Supposons, dit Dennett (1989, 26), qu'un individu souhaite acheter des actions d'une compagnie. Les extraterrestres prédisent très exactement ce qui se produit physiquement dans le monde lorsque cet individu achète des actions : le mouvement des doigts de l'individu sur le téléphone, la vibration de ses cordes vocales, etc. Toutefois, plusieurs autres chaînes d'événements physiques auraient pu mener à l'achat d'actions par cet individu. Si les extraterrestres ne prennent en considération que les éléments physiques pour expliquer le comportement de cet individu, ils ne comprennent pas vraiment ce qui structure le comportement de cet individu. C'est seulement en expliquant le comportement de cet individu à l'aide notamment du désir de cet individu, c'est-à-dire son désir d'acheter des actions, que l'on peut comprendre la chaîne d'événements physiques qui mènent à la satisfaction de ce désir.

Également, comme le souligne Dennett (1989, 27), le comportement d'un système intentionnel est expliqué plus efficacement à l'aide de la stratégie intentionnelle qu'à l'aide de la stratégie physique ou de la stratégie fonctionnelle. On explique, par exemple, plus facilement les coups d'un ordinateur programmé pour jouer aux échecs en attribuant à l'ordinateur le désir de gagner et des croyances concernant les coups gagnants qu'en calculant, à l'aide de l'algorithme utilisé par l'ordinateur, les coups que ce dernier est susceptible de jouer.
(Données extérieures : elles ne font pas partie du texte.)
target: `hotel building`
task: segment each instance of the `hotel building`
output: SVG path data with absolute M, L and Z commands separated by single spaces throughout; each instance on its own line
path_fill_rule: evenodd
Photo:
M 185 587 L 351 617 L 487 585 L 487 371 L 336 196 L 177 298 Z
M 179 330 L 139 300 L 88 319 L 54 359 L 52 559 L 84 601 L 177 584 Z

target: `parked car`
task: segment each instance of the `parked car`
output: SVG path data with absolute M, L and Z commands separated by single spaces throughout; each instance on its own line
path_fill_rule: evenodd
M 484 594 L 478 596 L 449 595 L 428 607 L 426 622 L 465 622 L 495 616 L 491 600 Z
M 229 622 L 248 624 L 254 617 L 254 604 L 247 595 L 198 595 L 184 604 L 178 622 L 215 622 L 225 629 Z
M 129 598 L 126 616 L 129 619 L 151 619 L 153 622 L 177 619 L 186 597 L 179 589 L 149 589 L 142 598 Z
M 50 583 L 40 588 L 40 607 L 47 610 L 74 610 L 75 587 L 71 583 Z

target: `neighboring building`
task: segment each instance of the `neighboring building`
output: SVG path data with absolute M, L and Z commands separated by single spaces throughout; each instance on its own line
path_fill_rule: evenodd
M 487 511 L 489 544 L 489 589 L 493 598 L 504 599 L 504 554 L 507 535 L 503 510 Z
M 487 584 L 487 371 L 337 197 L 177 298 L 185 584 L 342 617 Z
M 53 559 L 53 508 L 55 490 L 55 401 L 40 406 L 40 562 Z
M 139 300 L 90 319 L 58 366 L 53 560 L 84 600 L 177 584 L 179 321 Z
Ainsi, la stratégie intentionnelle est plus économique que la stratégie physique et la stratégie fonctionnelle dans le cas des systèmes intentionnels.

La proposition de Dennett permet d'expliquer simplement pourquoi les animaux non humains entretiennent des désirs et des croyances bien qu'ils ne maîtrisent pas le langage. En effet, selon Dennett (1989, 34), la forme logique des propositions dont le contenu est désiré ou cru par des animaux non humains est simplement copiée dans la forme structurelle des états de choses qui correspondent à ces propositions. Ainsi, le contenu de la représentation perceptuelle du lézard est un simple objet, la mouche. C'est néanmoins un état de choses, manger la mouche, qui est désiré par le lézard. Des états de choses peuvent donc être désirés par des animaux non humains et être désirables ou indésirables pour ces animaux non humains. En effet, le comportement d'un animal à l'égard d'un état de choses permet de déterminer plus ou moins précisément l'attitude de cet animal à l'égard de cet état de choses. Par exemple, le comportement des animaux nous indique de manière générale que les animaux désirent survivre et éviter la souffrance physique. Si l'on suit la conception de Dennett, il existe donc des risques pour les animaux non humains, même s'il est peut être difficile de déterminer précisément lesquels dans certains cas.